Aug 28, 2013 at 6:53 am rating: 90
#2
spacenomyous
does the vending machine guy know everyone in the office, or is he just going to tape quarters onto the post-its.
Aug 28, 2013 at 7:46 am rating: 90
#3
Kipling
Know why they say not to tip the machine?
Because you can score a ton of FREE candy!!
Aug 28, 2013 at 7:53 am rating: 90
#4
Ace of Space
A Louisville Slugger to the front of the machine would solve everyone’s problems.
Aug 28, 2013 at 10:20 am rating: 90
#5
pooham
Jason writes like a girl.
Aug 28, 2013 at 11:52 am rating: 90
#6
Red Delicious
A simple “Out of Order” sign might encourage someone to fix things. I mean, if no one’s putting money in, and no one’s buying candy, then a certain someone isn’t making any money off his machine. And if that certain someone isn’t making money off his machine… then maybe he’ll get off his fat lazy ass and just fix the damn thing already. I mean… it’s logic, but… perhaps that would be asking too much.
Aug 28, 2013 at 1:00 pm rating: 90
#7
BrookeDiz
Fer godssake, demand a new machine!
Aug 28, 2013 at 1:24 pm rating: 90
#8
Raichu
Now, if only they had someone with a free candy jar on their desk…they might not need to use the vending machine!

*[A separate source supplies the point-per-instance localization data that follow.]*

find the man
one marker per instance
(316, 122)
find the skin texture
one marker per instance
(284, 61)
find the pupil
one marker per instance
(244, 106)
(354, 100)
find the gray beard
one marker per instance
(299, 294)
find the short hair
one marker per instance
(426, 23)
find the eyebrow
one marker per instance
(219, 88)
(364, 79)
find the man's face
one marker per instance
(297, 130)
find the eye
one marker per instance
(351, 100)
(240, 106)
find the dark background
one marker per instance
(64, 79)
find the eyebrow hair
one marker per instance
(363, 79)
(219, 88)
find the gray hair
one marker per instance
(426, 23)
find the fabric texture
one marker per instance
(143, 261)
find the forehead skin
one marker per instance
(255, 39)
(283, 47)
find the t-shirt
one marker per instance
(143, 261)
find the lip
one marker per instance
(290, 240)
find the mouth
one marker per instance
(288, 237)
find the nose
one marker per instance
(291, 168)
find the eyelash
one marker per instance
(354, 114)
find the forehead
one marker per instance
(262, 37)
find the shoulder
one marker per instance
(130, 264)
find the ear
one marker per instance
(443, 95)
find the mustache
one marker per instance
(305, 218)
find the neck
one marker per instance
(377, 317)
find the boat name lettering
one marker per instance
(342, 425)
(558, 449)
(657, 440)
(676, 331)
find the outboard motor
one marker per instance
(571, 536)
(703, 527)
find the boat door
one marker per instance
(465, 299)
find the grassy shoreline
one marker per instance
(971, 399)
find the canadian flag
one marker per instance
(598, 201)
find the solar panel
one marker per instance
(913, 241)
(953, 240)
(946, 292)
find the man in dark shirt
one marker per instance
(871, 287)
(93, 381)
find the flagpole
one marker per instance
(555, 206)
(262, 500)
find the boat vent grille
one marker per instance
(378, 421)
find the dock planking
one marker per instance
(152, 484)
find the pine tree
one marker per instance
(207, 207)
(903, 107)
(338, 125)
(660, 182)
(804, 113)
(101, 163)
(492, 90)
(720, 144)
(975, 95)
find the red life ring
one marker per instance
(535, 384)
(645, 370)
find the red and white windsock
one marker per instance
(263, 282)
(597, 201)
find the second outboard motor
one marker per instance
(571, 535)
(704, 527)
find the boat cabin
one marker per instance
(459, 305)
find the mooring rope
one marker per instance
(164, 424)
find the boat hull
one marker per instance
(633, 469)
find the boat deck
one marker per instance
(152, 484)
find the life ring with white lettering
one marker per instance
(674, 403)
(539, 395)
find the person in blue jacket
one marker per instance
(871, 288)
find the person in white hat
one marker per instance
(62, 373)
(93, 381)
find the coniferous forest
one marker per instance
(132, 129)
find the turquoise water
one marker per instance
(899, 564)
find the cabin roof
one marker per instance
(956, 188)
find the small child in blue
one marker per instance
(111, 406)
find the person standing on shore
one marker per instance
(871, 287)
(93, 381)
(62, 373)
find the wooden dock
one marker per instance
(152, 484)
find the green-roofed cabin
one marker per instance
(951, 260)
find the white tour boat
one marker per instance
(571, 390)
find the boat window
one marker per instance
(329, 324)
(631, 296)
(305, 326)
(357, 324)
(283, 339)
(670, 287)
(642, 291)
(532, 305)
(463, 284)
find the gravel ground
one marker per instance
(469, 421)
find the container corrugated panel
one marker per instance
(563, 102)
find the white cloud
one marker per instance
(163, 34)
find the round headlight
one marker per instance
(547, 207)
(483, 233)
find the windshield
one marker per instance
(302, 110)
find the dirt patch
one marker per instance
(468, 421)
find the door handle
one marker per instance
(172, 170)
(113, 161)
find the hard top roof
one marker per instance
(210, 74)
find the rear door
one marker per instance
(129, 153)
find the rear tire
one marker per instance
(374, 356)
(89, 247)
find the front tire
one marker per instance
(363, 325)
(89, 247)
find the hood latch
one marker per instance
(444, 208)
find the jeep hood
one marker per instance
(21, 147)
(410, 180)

Aug 28, 2013 at 1:42 pm rating: 90
#9
redheadwglasses
Ridiculous. When I was married, my spouse had a side vending machine gig (it started out as a hobby of collecting antique vending machines), and he never would have allowed things to get this bad. Red Delicious is absolutely right. Stop putting money in the machine. Cut off the cash cow’s udder and make the guy either fix the machine or replace it. Or heck, tell him he has one month to do either, or his machine is gone and someone else will be invited to take over.
Those were the days — we never lacked for quarters, even though we didn’t take our laundry to the laundromat!
As a side note, he got an Art Deco 1930s condom machine with the logo “Black Cat.” Very cool. He mounted it on the bathroom wall (we had a big bathroom – 12×12) and loaded it with bazooka gum.
Aug 28, 2013 at 3:25 pm rating: 90
#10
Gladystopia
Somebody should hang a tape measure around the vending machine. Two birds with one stone: no more vending-machine problems AND no more obesity epidemic.
Who says PAN never taught important life lessons?